4. Fuzzer analyzes the feedback and saves it to the seed pool, then mutates the program and minimizes input to construct a new DSL program.
5. Repeat steps 3-4 until the fuzzing test completes.

Figure 4: The workflow of input generation in Hopper.

5. Experiments & Results

1. Hopper outperformed MCFs and other library fuzzing approaches in terms of both code coverage and bug finding.
   • Specifically, Hopper detects 25 new bugs and 17 of them have been confirmed.
2. Hopper has the ability to learn intra-API constraints with high precision (96.51%) and recall (97.61%), while also being capable of speeding up the search process during fuzzing through the use of inter-API constraints.
3. With grammar-aware input fuzzing, Hopper synthesizes programs that satisfy both intra- and inter-API constraints.
   • Compared to MCFs, the programs generated by Hopper can explore a much broader range of API usages.

6. Discussion & Future Works

1. Multiple-dimensional Search Space in Input Generation: The multi-dimensional nature of API input space requires the input generation method of fuzzer to be improved.
2. Compatibility with C++ Libraries: It can’t support C++ library fuzzing now, to be addressed in future work.
3. False Positive Crashes: Lack of methods for adding users’ custom constraints, leading to false positive crashes like false API usages.

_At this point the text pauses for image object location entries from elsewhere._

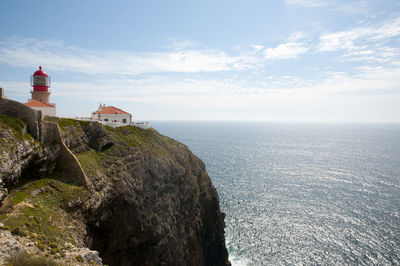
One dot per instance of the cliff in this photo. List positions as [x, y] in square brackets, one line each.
[146, 199]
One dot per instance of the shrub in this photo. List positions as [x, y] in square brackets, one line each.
[26, 259]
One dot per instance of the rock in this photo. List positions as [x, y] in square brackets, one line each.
[8, 246]
[83, 255]
[150, 201]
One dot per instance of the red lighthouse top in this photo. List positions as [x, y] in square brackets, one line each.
[40, 72]
[40, 81]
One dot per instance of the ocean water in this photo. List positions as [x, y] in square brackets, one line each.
[302, 193]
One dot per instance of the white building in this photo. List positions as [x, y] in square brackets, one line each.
[111, 114]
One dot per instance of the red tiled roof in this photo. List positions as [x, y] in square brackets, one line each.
[108, 110]
[36, 103]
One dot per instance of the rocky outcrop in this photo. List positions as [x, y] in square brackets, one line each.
[150, 200]
[22, 156]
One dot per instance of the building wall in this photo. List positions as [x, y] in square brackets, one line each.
[119, 118]
[50, 111]
[43, 96]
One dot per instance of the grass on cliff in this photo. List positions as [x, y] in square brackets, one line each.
[91, 161]
[42, 211]
[65, 122]
[148, 140]
[16, 125]
[26, 259]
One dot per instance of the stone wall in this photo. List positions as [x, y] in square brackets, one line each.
[32, 118]
[66, 161]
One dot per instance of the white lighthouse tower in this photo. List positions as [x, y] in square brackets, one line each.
[40, 82]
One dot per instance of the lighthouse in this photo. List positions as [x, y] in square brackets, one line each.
[40, 82]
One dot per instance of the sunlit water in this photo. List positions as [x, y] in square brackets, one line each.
[302, 193]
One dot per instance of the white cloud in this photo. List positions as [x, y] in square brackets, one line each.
[286, 51]
[307, 3]
[56, 56]
[360, 37]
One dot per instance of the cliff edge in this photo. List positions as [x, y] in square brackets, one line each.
[147, 200]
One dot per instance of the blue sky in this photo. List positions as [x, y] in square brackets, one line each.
[289, 60]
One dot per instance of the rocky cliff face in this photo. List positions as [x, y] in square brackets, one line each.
[151, 203]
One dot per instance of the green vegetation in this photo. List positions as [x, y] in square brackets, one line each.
[12, 122]
[19, 196]
[65, 122]
[17, 126]
[43, 212]
[26, 259]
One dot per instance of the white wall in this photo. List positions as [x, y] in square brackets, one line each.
[113, 117]
[50, 111]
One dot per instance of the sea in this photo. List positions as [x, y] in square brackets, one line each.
[302, 194]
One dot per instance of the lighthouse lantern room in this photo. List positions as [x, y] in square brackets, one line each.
[40, 82]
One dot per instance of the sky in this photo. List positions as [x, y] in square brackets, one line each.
[288, 60]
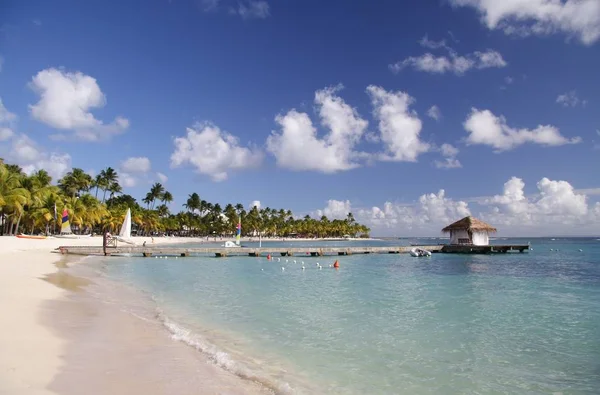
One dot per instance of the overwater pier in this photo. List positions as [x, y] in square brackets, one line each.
[221, 252]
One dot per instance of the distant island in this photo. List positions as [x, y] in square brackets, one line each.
[33, 204]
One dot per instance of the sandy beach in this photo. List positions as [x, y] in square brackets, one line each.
[55, 340]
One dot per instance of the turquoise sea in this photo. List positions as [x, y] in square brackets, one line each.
[388, 324]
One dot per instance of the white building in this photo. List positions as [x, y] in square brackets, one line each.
[469, 231]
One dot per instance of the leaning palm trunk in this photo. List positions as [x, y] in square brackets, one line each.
[18, 222]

7. Related Works & Reading Plan

1. (Reading) (Literature Review) Zhu X, Wen S, Camtepe S, et al. Fuzzing: a survey for roadmap[J]. ACM Computing Surveys (CSUR), 2022, 54(11s): 1-36.
2. (Reading) (Literature Review) Li J, Zhao B, Zhang C. Fuzzing: a survey[J]. Cybersecurity, 2018, 1: 1-13.
3. (To be read) Ispoglou K, Austin D, Mohan V, et al. FuzzGen: Automatic fuzzer generation[C]//29th USENIX Security Symposium (USENIX Security 20). 2020: 2271-2287.
4. (To be read) Green H, Avgerinos T. GraphFuzz: library API fuzzing with lifetime-aware dataflow graphs[C]//Proceedings of the 44th International Conference on Software Engineering. 2022: 1070-1081.

8. Source Code

HOPPER GitHub Repository

Source code reading is challenging for me now since I’ve never learned Rust and the source code itself has a lot of files, which makes the project structure more ambiguous, but I’ll still try to read it slowly.
Maybe I should learn Rust first?

9. Questions after Reading

1. Does HOPPER just circularly record the interpreter’s feedback and generate new DSL programs according to the feedback each epoch to implement its constraint learning mechanism?
   Does HOPPER integrate more constraint learning methods?
2. Does HOPPER need to compile the original API source code called in the DSL program after it generates the DSL program?
   Does HOPPER use compile-in instrumentation method or external instrumentation method?
3. Several literature have mentioned AFL as a classic benchmark for fuzz testing.
   Should I read/learn AFL’s source code first?